Releases: openzipkin/zipkin
Zipkin 1.3
Zipkin 1.3 includes highlighting of spans in error state and improvements to the Cassandra storage component.
Error annotations
Inspired by recent work in OpenTracing, we've added a new annotation "error". When an annotation value, this indicates when a potentially transient error occurred. When a binary annotation key, the value is a human readable message associated with a error resulting in a failed span. See #1140 for details.
Thanks to @virtuald the UI acts according to these rules, highlighting degraded spans yellow, and failed ones red.
Instrumentation (like Brave, zipkin-tracer etc) need to change to support this. Please help if you have time!
Span.timestamp, duration 0 coerce to null
We've noticed some instrumentation log invalid timestamp and duration of 0, when they meant to log null. Timestamp or duration of 0 microseconds are invalid or don't explain latency. We now coerce these 0s to null. For cases where a sub-microsecond span duration occurred, you should round up to 1. See #1155 and #1176
Elasticsearch daily bucket fix
We found and fixed a concurrency bug that could put spans into the wrong daily buckets. See #1175
Cassandra
Schema bug fix
We found a bug where traces against the same service in the same millisecond weren't indexed. This affects indexes only (trace data itself wasn't lost). For example, you might find a trace that exists in cassandra, but you can't query it using the api.
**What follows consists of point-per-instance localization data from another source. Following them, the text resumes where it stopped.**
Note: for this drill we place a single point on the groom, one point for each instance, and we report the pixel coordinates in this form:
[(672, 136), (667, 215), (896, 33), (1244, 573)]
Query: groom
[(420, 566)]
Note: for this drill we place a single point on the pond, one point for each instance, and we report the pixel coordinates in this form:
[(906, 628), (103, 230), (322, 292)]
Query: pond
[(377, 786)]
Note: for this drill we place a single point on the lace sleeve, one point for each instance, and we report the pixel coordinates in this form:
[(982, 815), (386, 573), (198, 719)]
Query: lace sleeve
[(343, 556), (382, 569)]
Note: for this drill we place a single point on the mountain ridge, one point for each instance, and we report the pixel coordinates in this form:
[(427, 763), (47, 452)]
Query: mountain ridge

Specifically, the following indexes now have trace_id
added to their PRIMARY_KEY definitions.
- service_span_name_index
- service_name_index
- annotations_index
There's no automatic data migration available. The most straight-forward way to address this in an existing cluster is to drop the following indexes and restart a zipkin server (which will recreate them as long as CASSANDRA_ENSURE_SCHEMA=true
). You can also update the indexes manually based on the schema
Tuning
We've done a lot of work tuning the amount of data written to indexes on a per-span basis. Those using Cassandra should see a significant drop in index size due to reasons documented in the tuning section of the README.
Query logging
Those supporting zipkin may need to debug query latency. We now use the QueryLogger which is enabled when the log category "com.datastax.driver.core.QueryLogger" is at debug or trace level. Trace level includes bound values. See #1156
Zipkin 1.2
Zipkin 1.2.1 includes Prometheus metrics and Elasticsearch bug fixes.
Prometheus metrics are enabled by default, under the /prometheus
endpoint.
Many thanks to Kristian from Iterate for developing this feature!
1.1.5
Zipkin 1.1.4
This is a patch release that fixes a bug where CASSANDRA_ENSURE_SCHEMA
didn't work when the keyspace was absent. See #1128 for details
Zipkin 1.1.0
Zipkin 1.1 most notably offers improvements in the UI and the Cassandra storage component.
Zipkin UI
Thanks to @virtuald, the Zipkin UI now includes a JSON button! This allows you to see the json behind a trace diagram, something quite useful in support. For example, when people report problems in Zipkin, we often ask for json and this feature makes that easier.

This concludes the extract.